On peut établir des espaliers de Pêchers à toutes les expositions; seulement, au nord et à l'ouest, on plantera des variétés hâtives, et on leur donnera un peu moins d'écartement qu'aux autres expositions. La distance ordinaire est de 8 à 10 mètres, suivant la forme qu'on leur donne et la nature du terrain. On peut planter dans l'intervalle un Poirier, qui donne des fruits en attendant que le développement des Pêchers en amène la suppression.

Il est presque toujours préférable de planter des Pêchers greffés de dix-huit mois; ils ont, avec un concours de circonstances favorables, plus de chances de succès que ceux qu'on plante tout formés, c'est-à-dire ayant déjà subi plusieurs tailles. Il faut avoir soin, en plantant, de placer les plus fortes racines par devant, et il faut que le collet de l'arbre soit à environ 0m,15 du mur sur lequel la tige est inclinée.

(Pour l'époque de la plantation et les autres précautions, voir l'article Plantation, page [182].)

Pour entretenir la vigueur des arbres, il est nécessaire de fumer la plate-bande où sont les Pêchers; mais il n'est pas possible de déterminer le temps qui doit s'écouler entre deux fumures, car cela dépend de la nature du terrain. On emploiera de préférence des terres neuves, des gazons ou des fumiers à moitié consommés. Dans les années où il sera nécessaire de fumer les Pêchers, il faudra les tailler plus long, et chaque année, après la taille, il faudra donner un binage au pied des arbres.

En juillet et août, à l'aide de la pompe à main, on arrosera les feuilles des Pêchers. Cette opération est très-utile; mais elle ne doit se faire que lorsque le soleil ne donne plus sur l'espalier.

La température élevée de cette époque oblige souvent d'arroser le pied des Pêchers; on doit alors donner un binage et former autour de chaque arbre un bassin qu'on remplira de fumier court, qui conserve plus longtemps l'humidité.

Il faut, aussitôt après la plantation, fixer d'une manière positive la forme sous laquelle on veut élever ses Pêchers; et, sans nous arrêter à discuter les avantages et les inconvénients des autres modes de culture, nous nous bornerons à indiquer celui qui est en usage à Montreuil, comme le plus simple et l'un des plus avantageux.

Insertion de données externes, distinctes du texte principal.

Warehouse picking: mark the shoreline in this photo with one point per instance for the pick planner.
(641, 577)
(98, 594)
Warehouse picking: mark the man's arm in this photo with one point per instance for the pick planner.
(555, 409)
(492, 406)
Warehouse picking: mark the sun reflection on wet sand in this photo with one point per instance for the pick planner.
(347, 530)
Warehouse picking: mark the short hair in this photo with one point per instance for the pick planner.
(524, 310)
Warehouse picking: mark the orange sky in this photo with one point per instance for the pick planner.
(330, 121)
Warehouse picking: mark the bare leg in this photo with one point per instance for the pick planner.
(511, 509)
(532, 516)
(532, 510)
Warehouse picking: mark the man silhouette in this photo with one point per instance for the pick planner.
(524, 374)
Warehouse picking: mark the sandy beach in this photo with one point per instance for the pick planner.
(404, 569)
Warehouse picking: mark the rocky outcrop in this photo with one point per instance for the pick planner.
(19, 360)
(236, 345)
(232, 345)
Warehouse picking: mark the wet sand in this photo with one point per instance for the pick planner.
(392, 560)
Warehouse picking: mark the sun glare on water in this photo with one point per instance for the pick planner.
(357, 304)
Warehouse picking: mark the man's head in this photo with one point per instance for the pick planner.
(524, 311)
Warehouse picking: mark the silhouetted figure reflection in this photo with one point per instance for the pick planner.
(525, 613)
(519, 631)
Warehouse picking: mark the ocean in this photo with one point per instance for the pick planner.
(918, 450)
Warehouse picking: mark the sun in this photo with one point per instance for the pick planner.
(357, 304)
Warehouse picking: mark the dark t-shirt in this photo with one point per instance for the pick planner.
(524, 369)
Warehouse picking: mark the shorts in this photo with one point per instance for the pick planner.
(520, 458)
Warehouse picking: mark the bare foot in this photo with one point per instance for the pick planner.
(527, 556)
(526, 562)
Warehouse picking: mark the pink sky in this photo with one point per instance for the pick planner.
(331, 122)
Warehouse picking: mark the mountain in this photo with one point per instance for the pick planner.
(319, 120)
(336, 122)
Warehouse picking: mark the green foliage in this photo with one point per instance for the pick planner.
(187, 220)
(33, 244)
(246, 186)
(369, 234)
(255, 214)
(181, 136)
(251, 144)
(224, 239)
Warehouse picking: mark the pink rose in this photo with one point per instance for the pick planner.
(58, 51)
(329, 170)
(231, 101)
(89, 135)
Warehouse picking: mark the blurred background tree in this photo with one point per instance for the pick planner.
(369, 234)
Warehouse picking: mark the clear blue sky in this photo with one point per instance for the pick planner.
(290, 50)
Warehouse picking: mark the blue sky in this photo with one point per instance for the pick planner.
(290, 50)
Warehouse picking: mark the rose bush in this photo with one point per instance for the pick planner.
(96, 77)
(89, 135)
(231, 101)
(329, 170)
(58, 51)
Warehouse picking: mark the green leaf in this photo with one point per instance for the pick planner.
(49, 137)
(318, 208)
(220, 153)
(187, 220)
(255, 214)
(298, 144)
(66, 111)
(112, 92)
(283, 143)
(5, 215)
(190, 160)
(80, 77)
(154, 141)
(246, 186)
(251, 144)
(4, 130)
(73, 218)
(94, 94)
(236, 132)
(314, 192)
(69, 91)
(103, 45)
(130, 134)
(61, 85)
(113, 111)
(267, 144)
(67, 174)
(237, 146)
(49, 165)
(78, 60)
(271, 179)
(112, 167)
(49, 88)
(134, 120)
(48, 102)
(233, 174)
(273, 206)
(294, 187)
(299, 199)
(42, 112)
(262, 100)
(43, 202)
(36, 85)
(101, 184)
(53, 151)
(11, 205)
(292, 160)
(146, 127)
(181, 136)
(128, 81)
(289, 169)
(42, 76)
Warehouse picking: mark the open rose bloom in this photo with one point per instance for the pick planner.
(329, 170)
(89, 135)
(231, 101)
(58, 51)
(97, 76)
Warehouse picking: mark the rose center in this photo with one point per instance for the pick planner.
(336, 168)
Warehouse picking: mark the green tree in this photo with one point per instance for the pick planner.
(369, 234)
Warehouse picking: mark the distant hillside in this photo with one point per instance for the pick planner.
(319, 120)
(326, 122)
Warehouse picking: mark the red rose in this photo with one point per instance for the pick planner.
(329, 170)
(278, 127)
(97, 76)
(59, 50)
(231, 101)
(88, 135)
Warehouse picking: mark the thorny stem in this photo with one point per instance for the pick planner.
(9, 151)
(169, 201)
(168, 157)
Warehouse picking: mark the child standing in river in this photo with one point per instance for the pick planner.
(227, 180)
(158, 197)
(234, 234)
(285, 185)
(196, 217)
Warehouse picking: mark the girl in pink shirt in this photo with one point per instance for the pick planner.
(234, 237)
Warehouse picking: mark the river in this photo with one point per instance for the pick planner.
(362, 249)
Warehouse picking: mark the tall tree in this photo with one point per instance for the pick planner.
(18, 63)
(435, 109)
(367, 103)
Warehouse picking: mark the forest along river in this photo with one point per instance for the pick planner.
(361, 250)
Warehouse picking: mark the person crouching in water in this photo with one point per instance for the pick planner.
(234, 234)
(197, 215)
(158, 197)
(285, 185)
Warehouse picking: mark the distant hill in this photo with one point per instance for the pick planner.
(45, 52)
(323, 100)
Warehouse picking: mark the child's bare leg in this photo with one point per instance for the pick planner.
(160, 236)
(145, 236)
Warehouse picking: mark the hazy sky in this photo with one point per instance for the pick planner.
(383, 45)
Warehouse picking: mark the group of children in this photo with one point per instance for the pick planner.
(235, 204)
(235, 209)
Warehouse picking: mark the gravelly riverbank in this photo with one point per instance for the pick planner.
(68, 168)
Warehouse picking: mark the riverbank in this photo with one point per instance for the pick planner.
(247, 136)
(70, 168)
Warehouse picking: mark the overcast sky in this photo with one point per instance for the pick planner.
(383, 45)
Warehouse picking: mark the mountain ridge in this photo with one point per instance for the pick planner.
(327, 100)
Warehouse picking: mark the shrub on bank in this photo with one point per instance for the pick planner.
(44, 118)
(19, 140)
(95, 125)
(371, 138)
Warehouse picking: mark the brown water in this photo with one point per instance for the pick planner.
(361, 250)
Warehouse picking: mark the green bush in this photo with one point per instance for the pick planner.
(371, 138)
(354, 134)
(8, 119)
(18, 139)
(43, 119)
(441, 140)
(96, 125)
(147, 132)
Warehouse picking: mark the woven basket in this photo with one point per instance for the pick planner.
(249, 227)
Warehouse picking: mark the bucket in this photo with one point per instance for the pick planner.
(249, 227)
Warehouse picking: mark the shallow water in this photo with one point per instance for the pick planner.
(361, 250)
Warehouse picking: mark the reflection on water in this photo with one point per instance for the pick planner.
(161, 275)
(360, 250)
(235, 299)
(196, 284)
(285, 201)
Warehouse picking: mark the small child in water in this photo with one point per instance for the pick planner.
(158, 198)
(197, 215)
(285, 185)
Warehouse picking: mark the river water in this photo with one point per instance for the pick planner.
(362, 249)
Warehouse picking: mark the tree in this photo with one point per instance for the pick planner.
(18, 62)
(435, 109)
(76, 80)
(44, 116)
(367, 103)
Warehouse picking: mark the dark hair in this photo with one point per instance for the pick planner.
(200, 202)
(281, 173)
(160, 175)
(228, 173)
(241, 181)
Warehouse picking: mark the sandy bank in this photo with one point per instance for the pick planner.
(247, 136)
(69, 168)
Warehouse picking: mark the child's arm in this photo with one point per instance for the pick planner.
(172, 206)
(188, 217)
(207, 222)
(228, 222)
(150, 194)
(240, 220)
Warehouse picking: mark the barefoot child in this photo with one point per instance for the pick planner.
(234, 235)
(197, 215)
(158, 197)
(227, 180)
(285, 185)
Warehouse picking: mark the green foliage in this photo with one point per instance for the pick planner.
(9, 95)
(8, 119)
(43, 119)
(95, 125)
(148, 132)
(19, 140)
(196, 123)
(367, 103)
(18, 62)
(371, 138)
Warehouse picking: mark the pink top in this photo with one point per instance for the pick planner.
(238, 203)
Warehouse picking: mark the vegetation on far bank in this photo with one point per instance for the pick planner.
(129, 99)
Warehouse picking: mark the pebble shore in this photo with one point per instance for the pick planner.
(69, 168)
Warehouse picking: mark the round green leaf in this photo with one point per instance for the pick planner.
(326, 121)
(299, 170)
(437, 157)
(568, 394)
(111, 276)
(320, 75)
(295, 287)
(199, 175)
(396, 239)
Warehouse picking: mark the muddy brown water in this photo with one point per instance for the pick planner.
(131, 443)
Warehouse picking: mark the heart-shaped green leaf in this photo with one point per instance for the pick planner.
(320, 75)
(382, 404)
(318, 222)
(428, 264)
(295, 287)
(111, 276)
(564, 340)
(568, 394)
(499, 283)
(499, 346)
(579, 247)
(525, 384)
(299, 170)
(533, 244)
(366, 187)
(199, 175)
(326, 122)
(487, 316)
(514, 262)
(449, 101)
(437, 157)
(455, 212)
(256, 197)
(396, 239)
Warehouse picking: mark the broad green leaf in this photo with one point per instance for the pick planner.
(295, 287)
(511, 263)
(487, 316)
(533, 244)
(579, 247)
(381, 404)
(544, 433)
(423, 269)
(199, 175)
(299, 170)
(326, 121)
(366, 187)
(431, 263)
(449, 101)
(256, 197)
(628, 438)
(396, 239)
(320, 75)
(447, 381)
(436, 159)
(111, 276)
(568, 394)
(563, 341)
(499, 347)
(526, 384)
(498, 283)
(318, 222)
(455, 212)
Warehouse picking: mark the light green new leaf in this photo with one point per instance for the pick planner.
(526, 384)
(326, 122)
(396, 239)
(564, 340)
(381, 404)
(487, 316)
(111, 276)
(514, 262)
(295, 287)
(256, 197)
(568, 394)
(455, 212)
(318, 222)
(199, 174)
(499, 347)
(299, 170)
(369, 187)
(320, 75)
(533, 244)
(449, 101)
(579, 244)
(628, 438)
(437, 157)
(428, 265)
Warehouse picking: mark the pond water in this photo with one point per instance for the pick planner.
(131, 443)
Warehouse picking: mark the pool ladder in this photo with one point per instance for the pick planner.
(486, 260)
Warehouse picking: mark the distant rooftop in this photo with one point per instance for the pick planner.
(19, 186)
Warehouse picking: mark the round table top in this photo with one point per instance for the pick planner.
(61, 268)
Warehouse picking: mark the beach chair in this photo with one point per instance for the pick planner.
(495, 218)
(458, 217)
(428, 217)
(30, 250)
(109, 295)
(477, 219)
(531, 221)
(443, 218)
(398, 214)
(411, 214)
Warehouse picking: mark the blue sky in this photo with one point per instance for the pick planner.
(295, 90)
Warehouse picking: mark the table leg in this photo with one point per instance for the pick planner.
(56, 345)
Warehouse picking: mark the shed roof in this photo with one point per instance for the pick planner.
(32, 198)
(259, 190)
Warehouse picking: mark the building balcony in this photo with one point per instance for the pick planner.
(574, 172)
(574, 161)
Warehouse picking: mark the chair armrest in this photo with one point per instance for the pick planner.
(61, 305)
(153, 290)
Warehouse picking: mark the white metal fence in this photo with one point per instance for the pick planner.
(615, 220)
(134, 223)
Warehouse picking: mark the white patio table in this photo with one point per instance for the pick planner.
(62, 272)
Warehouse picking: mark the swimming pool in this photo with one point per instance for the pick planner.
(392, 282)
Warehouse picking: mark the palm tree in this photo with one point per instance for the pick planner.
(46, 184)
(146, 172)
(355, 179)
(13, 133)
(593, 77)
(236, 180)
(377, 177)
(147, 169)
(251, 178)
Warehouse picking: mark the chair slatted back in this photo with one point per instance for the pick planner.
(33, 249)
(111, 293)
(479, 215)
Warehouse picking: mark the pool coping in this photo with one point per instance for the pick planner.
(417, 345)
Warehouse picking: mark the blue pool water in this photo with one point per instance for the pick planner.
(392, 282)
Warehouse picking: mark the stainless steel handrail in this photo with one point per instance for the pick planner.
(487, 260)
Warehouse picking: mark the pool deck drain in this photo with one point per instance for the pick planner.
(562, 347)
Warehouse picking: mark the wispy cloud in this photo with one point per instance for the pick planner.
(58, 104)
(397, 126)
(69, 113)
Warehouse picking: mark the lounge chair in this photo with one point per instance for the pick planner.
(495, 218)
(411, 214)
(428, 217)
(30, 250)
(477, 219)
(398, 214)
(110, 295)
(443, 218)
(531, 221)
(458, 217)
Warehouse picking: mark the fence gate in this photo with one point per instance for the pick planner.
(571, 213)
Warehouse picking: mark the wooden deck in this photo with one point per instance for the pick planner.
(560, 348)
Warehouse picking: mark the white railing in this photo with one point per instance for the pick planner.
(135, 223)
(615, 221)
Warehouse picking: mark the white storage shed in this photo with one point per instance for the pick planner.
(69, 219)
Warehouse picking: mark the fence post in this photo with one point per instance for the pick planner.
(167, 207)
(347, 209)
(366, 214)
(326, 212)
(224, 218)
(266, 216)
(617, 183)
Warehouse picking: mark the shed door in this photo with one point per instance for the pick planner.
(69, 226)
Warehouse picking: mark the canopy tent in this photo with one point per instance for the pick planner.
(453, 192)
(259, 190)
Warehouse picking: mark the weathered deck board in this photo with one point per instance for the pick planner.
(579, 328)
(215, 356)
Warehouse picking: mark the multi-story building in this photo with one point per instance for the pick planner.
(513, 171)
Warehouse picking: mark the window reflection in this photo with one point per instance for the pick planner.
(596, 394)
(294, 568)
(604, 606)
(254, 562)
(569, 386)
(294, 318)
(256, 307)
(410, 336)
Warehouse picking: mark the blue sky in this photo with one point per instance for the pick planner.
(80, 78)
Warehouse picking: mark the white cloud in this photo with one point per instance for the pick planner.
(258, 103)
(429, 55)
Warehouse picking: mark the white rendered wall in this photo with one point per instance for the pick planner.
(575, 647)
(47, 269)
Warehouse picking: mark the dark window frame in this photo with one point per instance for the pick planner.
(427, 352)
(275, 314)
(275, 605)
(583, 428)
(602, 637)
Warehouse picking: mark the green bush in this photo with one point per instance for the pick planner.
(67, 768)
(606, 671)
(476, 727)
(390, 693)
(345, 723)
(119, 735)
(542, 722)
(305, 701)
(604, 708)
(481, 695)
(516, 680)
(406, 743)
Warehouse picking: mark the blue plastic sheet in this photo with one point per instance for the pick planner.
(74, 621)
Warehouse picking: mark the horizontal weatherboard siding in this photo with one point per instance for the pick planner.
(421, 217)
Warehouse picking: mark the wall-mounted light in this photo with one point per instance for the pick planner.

Pour arriver à un bon résultat, nous conseillons de tracer un quart de cercle sur le mur (fig. [17]), où nous indiquerons chaque année la place que les branches principales devront occuper suivant leur développement.

Première année. On coupera après la plantation la tige des jeunes Pêchers dont nous recommandons l'emploi à 0m,15 ou 0m,20 au-dessus de la greffe. Ce qui détermine le développement de plusieurs bourgeons.

Ébourgeonnage.—Quand les bourgeons auront de 0m,25 à 0m,30 de longueur, on choisira les deux plus vigoureux, un de chaque côté, pour former les deux branches mères b (fig. [14]), puis on supprimera les autres.

Palissage.—Dans la crainte qu'elles ne soient cassées, on les attachera, mais de manière à ne pas les gêner dans leur développement. Si l'un des deux bourgeons était plus vigoureux que l'autre, il faudrait l'incliner davantage, afin de rétablir l'équilibre de la séve, principe dont il ne faudra jamais s'écarter; car de là dépend tout l'avenir de l'arbre.